The premier cru wines came out comfortably ahead of last year's prices. Sure Holdings, En Primeur 2015, Invest into wine

The Bordeaux 2015 en primeur campaign, now in its endgame, should turn out to be the most exciting and profitable for many years. It is certainly the most talked-about – and the most divisive.

Last week saw a flurry of major releases: Cos d’Estournel ($135 per bottle ex-negoce), Margaux ($432), Angelus ($284), Pavie ($284), Haut-Brion ($433), Mouton ($432), Ducru Beaucaillou ($135), Vieux Château Certan ($169). Almost all the major 2015s are under the current market price of the 2009s and 2010s.

While some wine merchants, both in the US and the UK, are gloomy about sales, there is no doubt that 2015 has galvanized interest in Bordeaux – although no one is pretending sales will ever get back to the heady heights of the 2009 and 2010 vintages.

What is most apparent is that this has been a vintage of communes. The en primeur tastings of April were barely over before Margaux, Pessac-Léognan and the Right Bank were being talked up as the star appellations of the vintage. And it satisfies one of the key criteria for greatness: it’s good at all levels. Everyone agrees the Cru Bourgeois 2015 is excellent, well-priced, and will be wonderful in bottle. “I have bought lots because I know I’ll be needing it in the future,” said Mathieu Chadronnier, managing director of the huge Bordeaux negociant CVBG Grands Crus.

For some, the success of Margaux, the Graves and Saint-Émilion and Pomerol has been borne out in sales. “These regions did well,” Max Lalondrelle of Berry Bros told Wine-Searcher. “In other regions we sold much less than last year. Giscours and Brane Cantenac are perfect examples of a great success in 2015 – mainly to do with the fact that they are Margaux properties.”

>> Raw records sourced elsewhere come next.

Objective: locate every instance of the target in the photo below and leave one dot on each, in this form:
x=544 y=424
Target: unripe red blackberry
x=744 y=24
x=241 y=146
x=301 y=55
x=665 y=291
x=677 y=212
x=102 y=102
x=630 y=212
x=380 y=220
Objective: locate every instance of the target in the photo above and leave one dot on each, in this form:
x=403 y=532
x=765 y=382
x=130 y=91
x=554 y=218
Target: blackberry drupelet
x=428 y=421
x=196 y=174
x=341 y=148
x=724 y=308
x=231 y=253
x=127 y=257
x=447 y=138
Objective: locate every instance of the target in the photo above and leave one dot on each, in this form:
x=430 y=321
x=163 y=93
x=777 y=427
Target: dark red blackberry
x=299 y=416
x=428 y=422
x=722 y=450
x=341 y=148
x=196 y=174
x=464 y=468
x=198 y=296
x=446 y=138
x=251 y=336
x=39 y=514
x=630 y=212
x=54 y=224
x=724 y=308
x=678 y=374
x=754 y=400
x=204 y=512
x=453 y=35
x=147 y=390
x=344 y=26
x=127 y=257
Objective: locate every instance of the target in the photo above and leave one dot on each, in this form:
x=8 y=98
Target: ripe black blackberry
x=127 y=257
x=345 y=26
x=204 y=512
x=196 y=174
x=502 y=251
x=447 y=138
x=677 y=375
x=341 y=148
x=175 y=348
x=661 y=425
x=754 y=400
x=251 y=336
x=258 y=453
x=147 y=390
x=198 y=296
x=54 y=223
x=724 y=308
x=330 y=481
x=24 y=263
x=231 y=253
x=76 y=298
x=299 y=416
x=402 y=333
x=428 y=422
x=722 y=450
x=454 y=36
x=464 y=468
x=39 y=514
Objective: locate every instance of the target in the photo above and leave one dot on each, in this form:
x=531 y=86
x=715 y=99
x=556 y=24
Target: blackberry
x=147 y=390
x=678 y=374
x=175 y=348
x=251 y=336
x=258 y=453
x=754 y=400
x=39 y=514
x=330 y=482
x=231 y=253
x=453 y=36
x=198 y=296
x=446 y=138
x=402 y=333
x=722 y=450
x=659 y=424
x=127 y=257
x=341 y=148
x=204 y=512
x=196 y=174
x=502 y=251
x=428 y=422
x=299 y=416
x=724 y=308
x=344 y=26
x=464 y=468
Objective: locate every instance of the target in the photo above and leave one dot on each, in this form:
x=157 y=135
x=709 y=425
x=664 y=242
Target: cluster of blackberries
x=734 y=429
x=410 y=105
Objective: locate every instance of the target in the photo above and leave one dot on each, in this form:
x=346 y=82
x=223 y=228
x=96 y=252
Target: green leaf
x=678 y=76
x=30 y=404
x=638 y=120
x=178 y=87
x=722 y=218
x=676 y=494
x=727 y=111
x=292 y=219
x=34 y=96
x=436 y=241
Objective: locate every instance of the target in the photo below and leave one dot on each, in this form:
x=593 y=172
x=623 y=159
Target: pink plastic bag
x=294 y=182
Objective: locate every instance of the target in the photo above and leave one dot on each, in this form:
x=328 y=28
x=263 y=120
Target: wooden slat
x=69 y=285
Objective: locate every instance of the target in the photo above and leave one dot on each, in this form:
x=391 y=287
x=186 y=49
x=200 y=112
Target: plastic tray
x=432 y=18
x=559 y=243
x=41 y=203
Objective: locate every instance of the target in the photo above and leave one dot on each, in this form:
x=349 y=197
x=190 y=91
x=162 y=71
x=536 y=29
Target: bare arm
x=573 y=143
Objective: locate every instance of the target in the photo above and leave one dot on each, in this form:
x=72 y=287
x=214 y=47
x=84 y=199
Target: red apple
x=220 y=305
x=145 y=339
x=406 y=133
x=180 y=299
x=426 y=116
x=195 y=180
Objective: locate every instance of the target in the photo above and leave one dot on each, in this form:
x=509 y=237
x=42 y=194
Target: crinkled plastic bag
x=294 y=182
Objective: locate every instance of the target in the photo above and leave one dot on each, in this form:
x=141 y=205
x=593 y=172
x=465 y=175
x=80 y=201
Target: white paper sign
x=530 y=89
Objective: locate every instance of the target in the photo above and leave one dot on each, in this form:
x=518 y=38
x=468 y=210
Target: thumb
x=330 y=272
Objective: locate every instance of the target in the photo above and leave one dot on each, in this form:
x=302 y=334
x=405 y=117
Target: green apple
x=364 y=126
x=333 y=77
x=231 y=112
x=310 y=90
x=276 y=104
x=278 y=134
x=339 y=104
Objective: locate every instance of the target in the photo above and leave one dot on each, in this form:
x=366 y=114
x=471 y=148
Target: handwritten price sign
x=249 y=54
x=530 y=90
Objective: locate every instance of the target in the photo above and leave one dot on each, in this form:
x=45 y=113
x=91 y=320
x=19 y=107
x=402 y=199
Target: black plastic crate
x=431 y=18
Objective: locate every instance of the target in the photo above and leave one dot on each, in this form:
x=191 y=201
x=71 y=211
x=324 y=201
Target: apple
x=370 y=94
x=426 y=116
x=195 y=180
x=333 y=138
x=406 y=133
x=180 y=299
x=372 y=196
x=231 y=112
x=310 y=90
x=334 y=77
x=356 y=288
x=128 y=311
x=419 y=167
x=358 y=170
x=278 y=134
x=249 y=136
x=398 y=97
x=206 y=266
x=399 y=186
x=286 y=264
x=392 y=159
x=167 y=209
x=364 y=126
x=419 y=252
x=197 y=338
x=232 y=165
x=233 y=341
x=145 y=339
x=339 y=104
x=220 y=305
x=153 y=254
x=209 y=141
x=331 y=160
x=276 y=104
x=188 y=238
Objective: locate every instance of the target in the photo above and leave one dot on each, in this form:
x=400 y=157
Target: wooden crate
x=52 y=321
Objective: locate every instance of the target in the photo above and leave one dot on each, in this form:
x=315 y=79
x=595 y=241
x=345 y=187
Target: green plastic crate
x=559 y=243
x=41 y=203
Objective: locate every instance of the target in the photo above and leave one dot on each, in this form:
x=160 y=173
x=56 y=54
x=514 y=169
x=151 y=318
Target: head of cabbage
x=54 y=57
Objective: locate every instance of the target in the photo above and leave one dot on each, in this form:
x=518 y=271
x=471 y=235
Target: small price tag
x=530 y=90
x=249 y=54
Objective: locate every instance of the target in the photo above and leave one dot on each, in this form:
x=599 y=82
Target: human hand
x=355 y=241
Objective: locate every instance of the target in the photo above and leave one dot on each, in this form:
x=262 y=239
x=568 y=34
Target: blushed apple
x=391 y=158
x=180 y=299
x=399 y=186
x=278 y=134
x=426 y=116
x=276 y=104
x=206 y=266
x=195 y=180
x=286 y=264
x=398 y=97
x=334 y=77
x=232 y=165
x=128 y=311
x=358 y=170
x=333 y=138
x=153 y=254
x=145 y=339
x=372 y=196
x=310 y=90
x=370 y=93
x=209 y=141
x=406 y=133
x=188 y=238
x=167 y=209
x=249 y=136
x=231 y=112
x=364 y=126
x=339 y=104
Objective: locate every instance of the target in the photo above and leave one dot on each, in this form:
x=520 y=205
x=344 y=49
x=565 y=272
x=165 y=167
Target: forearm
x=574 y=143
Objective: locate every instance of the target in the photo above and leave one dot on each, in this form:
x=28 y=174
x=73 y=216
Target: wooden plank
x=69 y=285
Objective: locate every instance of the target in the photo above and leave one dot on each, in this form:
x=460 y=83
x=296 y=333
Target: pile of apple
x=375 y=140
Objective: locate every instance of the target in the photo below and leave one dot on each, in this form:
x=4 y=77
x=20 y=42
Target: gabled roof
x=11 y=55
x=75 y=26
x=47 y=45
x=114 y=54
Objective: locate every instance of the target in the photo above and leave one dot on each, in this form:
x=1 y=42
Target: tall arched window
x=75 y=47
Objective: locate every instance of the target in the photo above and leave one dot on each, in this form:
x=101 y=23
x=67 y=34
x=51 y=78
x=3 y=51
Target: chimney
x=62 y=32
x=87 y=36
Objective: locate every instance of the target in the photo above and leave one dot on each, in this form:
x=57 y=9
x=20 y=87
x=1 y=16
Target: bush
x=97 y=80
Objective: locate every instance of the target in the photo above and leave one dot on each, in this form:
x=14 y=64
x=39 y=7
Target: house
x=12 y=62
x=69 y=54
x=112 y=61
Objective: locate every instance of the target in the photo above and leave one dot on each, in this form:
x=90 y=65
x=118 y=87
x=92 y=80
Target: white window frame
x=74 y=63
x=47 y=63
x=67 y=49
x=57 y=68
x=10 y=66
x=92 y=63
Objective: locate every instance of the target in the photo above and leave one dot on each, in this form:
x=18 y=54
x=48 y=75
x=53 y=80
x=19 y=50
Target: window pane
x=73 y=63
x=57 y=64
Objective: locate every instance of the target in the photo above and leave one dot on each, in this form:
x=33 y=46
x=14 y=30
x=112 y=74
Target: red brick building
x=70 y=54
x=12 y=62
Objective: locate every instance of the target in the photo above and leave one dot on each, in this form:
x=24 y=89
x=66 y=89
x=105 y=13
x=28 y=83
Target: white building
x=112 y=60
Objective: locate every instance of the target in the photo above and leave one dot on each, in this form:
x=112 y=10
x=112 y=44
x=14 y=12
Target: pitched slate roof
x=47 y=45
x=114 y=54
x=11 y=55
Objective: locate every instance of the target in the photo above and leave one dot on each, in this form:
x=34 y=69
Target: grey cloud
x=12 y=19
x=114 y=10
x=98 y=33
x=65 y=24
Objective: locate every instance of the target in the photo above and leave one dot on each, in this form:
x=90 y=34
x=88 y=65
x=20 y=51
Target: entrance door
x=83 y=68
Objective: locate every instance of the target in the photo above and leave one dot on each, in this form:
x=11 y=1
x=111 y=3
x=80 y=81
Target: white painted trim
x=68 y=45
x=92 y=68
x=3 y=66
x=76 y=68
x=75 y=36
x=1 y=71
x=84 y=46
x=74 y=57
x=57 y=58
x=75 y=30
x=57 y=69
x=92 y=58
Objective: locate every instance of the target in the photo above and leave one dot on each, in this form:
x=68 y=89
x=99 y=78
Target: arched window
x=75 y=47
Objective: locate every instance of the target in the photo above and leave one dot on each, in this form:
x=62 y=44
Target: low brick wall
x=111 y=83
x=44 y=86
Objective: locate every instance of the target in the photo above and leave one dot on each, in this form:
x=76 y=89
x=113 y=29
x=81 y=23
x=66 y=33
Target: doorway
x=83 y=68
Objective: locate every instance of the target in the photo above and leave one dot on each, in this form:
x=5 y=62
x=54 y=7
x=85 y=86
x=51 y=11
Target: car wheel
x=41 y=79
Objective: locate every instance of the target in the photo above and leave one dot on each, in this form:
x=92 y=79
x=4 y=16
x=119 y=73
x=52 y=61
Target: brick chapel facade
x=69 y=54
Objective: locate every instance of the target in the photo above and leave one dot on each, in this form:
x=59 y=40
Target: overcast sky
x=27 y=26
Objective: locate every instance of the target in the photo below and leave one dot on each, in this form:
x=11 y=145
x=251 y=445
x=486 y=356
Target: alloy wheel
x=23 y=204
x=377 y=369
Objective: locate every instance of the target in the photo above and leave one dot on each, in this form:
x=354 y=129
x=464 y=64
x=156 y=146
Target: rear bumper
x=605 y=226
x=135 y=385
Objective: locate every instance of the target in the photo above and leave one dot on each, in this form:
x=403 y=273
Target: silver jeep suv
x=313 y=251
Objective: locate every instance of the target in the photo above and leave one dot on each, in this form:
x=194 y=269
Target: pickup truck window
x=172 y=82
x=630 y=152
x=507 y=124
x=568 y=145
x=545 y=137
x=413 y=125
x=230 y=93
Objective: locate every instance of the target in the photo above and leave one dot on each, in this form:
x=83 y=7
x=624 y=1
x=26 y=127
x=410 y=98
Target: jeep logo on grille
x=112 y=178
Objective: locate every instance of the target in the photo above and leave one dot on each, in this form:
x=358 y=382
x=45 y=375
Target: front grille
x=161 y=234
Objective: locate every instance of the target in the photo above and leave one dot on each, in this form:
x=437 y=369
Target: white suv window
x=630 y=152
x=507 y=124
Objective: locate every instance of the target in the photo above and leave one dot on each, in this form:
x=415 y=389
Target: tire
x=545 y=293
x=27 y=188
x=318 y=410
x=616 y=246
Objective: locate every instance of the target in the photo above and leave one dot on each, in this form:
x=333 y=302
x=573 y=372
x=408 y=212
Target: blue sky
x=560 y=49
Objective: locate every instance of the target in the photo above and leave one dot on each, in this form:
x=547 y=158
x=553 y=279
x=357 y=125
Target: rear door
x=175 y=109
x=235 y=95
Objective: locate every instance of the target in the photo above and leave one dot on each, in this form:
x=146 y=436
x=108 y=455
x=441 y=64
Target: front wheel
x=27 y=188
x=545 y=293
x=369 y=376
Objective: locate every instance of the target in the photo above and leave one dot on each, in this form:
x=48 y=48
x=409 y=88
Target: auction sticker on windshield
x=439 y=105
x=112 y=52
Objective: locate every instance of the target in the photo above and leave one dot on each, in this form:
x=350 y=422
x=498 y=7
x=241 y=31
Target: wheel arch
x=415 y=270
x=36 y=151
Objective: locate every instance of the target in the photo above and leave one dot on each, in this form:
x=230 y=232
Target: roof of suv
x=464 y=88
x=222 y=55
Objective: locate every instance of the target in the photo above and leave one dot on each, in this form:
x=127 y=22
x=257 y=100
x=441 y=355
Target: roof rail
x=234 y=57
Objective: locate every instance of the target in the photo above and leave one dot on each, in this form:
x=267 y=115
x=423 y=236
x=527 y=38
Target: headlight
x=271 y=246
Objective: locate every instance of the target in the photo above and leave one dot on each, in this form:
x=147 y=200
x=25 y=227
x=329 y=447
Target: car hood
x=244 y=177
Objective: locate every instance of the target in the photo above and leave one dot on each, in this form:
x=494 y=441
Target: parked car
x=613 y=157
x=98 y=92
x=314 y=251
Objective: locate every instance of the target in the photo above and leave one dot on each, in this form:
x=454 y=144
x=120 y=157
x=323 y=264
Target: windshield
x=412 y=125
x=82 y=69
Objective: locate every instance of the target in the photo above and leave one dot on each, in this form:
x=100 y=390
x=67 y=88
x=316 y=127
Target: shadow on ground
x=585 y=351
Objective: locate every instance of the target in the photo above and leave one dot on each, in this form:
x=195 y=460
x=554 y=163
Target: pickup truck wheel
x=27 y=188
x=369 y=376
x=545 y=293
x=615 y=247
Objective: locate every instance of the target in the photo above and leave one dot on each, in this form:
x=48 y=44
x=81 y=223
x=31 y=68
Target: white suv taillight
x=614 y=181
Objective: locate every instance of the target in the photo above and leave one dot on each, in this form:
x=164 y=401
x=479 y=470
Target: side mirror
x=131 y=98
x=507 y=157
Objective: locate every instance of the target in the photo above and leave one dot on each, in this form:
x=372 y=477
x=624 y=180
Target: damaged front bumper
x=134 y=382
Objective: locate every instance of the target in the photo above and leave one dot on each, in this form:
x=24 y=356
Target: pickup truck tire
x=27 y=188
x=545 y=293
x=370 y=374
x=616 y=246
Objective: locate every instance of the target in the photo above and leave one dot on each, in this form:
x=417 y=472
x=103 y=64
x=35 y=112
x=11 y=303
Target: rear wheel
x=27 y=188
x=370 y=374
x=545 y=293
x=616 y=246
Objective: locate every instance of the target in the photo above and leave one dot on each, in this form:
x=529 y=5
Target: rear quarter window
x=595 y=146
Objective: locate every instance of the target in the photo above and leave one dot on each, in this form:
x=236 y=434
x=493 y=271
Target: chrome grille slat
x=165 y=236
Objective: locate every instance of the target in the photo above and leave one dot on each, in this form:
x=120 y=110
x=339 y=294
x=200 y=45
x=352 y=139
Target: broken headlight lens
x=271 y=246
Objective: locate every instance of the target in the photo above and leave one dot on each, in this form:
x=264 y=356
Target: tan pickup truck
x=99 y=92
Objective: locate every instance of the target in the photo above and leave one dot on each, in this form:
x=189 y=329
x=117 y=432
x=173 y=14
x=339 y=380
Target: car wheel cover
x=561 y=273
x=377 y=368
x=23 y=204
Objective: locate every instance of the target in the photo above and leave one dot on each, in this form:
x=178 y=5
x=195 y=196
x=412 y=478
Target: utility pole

Lalondrelle said he has sold five times as much 2015 Giscours as the previous vintage (15,186 bottles compared with 2982), and three times as much Brane Cantenac (3894 compared with 1300).

“When you take the equivalent properties outside Margaux, the opposite happens; 2800 bottles of Leoville Poyferré in 2014 but 1812 in 2015. Nearly 7776 bottles of Talbot 2014 against 1500 this year.”

Berry Bros is one of the only wine merchants prepared to give sales figures, and again, they are illustrative of the gap between the perception of 2015 as a great vintage, and the reality of how much people are buying. “This is going to be a quiet vintage for us,” Lalondrelle says. “We’ll sell between £12m ($17.1m) and £15m ($21.4m) when it’s over. We sold £16m ($22.8m) of 2011, and £15m of 2012.”